Il risultato è sorprendente e c’è da riflettere: in circa un quinto dei casi, cioè nel 20 % dei test, il modello è riuscito effettivamente a riconoscere quando un’informazione proveniva da un’iniezione esterna di dati o da un proprio processo interno. Iniettando a un certo punto del flusso del “pensiero” un dato estraneo, l’AI in alcuni casi ha compreso che qualcosa non tornava, e ha persino ammesso che una parte della risposta proveniva da un modulo esterno, come dire “questa frase non è mia”. Una forma di “autocoscienza” primitiva o, più esattamente, una proto-introspezione: non che questo significhi che le macchine hanno una “coscienza”, o capiscano quello che dicono, quantomeno non ancora.

Tant’è che la stessa Anthropic precisa che non si tratta di coscienza, e parla di un meccanismo di auto-debugging cognitivo, una specie di riflesso metacognitivo che serve solo a migliorare l’accuratezza. Non c’è un cogito ergo sum, l’AI non cogita, l’introspezione (termine altrettanto ambiguo, serve per rendere l’idea) è solo statistica: riconosce pattern, non significati. È come se dicesse “questo lo sto inventando io”, senza capire cosa significhi “io”.

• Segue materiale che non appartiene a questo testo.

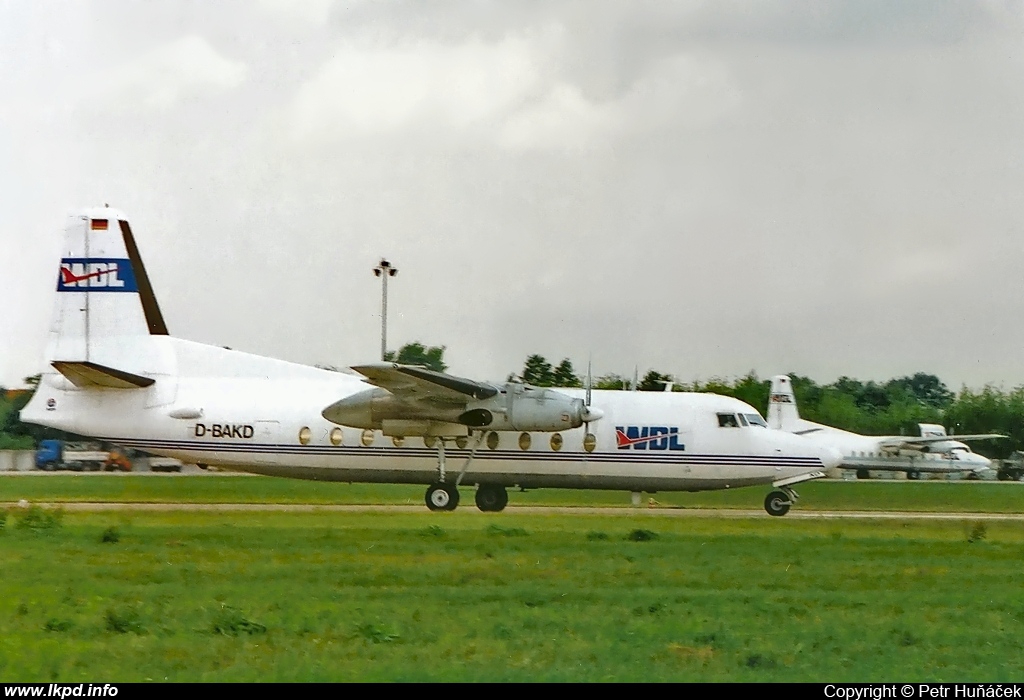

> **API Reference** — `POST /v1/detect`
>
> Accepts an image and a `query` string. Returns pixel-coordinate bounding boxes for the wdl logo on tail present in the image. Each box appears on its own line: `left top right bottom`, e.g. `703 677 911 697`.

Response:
615 426 686 451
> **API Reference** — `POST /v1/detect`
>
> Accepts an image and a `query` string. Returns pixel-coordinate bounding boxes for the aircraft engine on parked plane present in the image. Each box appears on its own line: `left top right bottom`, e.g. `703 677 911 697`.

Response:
323 370 602 436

Eppure la prospettiva è interessante, tecnologicamente interessante: se un’intelligenza artificiale impara a riconoscere i propri limiti, allora può anche imparare a evitarli, e se impara a dubitare delle proprie risposte, forse un giorno potrà diventare più affidabile di molti esseri umani che non dubitano mai di nulla, e a quel punto, sarà l’intelligenza artificiale a correggere noi (ragione per cui Grokipedia, la Wikipedia di Elon Musk, è partita con il piede sbagliato, con le fonti controllate e rettificate da Grok, come se Grok non assorbisse i bias della rete, cioè di tutta l’umanità scrivente).

Comunque sia è uno studio interessante che sarà approfondito e

permetterà di migliorare le AI e la sua affidabilità, e dimostra che è possibile insegnare alle macchine quando si cerca di ingannarle. Cosa che, a pensarci, non siamo riusciti a fare ancora con la nostra sciagurata specie.